Why should the public subsidize ‘elite’ private colleges and universities--and the hegemonies they perpetuate--through financial aid for students who would otherwise improve the finances and academics of more egalitarian public schools and universities?
(Full disclosure: I am the product of public schools, and my partner and I both work at an underfunded Massachusetts public college.)
Posted by on 08/07 at 09:43 AM<<...why hasn’t the price gone up even further? The American public has hardly reached its intolerance point for gasoline prices. So far, the public’s gone little beyond grimace and bear it. In other words, the companies have got the consumer by the balls. Why not just squeeze harder?>>
Unless I’m missing something here, the answer to this seems easy enough. Demand for gasoline is relatively inelastic. So what? Gasoline is a commodity - 87 octane is 87 octane, no matter who’s selling it - and Exxon is seldom the only game in town. And even if they were, my tank is seldom so empty that I couldn’t simply drive to the next town along my way rather than pay whatever ludicrous rate Exxon would like to try charging me. If Exxon decides to try squeezing consumers as hard as they think most of them will tolerate without giving up their cars in favor of some type of public transportation - for the sake of argument, let’s say they decide this is $10/gal - I’ll just drive to one of those other nice stations 200 yards further off the interstate exit who are undoubtedly more than willing to gain my business by continuing to sell me gasoline for under $3/gal. Let’s see, which one is cheaper...Amoco? Shell? For a difference of a few pennies a gallon, I may just go with whichever one has the shorter line, or that allows me to use my credit card at the pump, or has a nice convenience store attached, or some other attractive feature. For a difference of $7/gal (or even much, much less), I don’t care if Exxon has hired Playboy bunnies to check my oil and squeegee my windshield, I’m going somewhere else.

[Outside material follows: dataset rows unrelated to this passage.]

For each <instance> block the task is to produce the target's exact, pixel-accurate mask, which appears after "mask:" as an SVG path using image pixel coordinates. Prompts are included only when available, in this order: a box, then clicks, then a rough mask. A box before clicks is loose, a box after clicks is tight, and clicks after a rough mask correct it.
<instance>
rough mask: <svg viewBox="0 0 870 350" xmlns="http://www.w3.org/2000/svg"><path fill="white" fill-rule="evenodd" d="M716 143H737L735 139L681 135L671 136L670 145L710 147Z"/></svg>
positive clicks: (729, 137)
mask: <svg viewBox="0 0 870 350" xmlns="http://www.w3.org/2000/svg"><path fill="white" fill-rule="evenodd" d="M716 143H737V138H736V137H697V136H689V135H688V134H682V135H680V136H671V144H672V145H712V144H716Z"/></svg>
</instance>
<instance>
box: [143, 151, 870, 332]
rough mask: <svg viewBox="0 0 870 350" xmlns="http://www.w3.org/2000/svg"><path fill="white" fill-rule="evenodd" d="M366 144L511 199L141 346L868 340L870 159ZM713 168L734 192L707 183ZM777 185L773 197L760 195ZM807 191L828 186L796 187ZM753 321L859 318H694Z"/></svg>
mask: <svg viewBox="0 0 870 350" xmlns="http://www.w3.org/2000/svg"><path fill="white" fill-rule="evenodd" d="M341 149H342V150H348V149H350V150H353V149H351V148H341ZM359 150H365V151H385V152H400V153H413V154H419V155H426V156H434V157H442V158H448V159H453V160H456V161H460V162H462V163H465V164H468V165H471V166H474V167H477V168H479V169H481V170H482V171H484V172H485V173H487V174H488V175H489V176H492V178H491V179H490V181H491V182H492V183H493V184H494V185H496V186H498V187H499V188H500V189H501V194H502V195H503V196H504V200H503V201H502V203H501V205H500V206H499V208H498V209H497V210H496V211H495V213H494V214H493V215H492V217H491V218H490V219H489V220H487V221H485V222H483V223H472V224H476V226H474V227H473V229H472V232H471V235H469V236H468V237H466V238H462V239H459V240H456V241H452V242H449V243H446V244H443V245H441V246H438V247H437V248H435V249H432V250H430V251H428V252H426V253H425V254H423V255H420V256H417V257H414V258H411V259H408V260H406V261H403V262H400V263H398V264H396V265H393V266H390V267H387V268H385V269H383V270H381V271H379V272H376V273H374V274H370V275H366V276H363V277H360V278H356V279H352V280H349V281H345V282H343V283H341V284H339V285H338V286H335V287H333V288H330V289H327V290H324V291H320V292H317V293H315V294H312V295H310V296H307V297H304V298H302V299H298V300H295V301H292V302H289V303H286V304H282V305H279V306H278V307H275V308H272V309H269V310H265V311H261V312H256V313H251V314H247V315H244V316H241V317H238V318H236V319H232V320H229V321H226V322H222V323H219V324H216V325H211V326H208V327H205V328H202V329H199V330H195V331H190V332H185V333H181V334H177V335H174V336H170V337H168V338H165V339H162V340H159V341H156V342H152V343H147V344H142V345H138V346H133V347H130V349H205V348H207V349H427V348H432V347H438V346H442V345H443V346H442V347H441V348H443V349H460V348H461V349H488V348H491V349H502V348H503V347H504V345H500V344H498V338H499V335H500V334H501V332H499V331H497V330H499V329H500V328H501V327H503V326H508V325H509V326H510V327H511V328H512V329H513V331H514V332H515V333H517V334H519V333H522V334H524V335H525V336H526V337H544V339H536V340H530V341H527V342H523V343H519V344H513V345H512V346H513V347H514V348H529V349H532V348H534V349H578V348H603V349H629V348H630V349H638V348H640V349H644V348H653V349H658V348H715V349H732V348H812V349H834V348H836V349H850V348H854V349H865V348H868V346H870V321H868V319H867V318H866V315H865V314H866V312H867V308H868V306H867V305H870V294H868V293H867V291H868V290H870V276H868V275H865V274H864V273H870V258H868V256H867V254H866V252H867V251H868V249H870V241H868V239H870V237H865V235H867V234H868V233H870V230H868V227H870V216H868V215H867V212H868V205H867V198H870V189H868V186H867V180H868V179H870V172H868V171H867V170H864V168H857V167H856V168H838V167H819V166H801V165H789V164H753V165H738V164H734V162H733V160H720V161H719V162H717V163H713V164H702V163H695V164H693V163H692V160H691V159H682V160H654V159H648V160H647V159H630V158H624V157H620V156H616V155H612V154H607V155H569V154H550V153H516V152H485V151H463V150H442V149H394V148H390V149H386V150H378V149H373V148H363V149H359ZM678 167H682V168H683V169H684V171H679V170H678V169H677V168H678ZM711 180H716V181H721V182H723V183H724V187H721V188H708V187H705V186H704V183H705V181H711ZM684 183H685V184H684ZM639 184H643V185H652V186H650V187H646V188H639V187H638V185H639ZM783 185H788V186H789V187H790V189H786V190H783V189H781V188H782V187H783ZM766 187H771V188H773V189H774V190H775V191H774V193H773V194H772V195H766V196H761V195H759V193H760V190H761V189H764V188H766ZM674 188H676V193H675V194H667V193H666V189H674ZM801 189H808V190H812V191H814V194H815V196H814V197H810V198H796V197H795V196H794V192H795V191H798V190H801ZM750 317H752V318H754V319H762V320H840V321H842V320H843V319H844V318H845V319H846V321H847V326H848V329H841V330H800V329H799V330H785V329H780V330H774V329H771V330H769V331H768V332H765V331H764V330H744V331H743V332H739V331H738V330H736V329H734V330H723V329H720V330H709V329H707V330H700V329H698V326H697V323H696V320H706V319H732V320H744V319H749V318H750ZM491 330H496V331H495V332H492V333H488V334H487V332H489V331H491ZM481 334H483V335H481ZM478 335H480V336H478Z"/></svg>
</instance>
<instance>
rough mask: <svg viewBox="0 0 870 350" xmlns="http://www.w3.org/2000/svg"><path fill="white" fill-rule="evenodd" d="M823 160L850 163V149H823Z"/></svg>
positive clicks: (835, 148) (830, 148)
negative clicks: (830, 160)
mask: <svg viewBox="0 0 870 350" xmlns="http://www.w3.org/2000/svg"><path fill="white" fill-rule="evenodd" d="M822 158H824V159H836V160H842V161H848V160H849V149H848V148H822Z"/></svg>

As far as explaining the intricacies of the internation oil market, and why some oil companies are experiencing either record profits or record profitability right now (whichever - or is it both? - is the case), I’m not really qualified to touch that one.
Posted by Rob Leder on 08/08 at 03:23 AMYou have pointed out the rising oil price that can really affect each and every one of us here. I think you can save up something, for example, in using some fuel or oil-efficient parts like some that Car Parts Los Angeles and other shops or stores provides. In that way, your daily consumption or spending would gradually be lessen and be more efficient when it comes in times like this.

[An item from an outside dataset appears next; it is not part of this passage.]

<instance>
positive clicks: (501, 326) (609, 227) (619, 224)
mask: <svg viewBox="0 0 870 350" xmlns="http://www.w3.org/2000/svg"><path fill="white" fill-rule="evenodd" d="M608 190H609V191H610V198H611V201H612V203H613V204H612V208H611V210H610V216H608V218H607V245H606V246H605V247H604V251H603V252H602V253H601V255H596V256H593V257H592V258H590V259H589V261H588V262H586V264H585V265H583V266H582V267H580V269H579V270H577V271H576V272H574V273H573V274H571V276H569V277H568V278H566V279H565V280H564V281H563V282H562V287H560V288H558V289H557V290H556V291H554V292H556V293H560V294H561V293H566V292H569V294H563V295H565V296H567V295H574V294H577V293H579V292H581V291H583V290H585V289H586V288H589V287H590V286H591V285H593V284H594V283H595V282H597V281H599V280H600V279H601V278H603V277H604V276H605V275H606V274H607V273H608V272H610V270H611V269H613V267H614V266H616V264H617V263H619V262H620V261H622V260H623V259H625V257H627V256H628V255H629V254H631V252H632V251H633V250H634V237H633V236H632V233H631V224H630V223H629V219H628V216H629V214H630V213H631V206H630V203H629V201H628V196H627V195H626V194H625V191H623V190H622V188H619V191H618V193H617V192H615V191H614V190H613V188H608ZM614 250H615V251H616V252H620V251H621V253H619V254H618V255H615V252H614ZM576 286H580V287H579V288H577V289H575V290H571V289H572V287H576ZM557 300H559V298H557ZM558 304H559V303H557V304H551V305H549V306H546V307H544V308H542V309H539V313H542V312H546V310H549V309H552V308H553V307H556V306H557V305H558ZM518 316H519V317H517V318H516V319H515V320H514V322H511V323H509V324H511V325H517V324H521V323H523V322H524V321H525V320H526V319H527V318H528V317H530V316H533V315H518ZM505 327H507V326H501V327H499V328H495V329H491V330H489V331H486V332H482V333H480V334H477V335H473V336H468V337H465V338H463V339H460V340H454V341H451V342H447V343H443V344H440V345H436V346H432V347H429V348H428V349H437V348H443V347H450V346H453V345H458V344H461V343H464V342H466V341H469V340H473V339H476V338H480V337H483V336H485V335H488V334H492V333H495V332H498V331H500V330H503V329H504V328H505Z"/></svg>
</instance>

Posted by on 09/02 at 09:55 PMYou are correct Brad. Any extra revenue that ExxonMobil gets, or creates, does get pocketed. They might say it doesn’t happen, but I know better as I have some people who are close to me who work in that industry. I’ve even seen some photos of some illegal works that go on in that industry because of a private investigation. The public is really held in a blind fold sometimes when it comes to industries like this.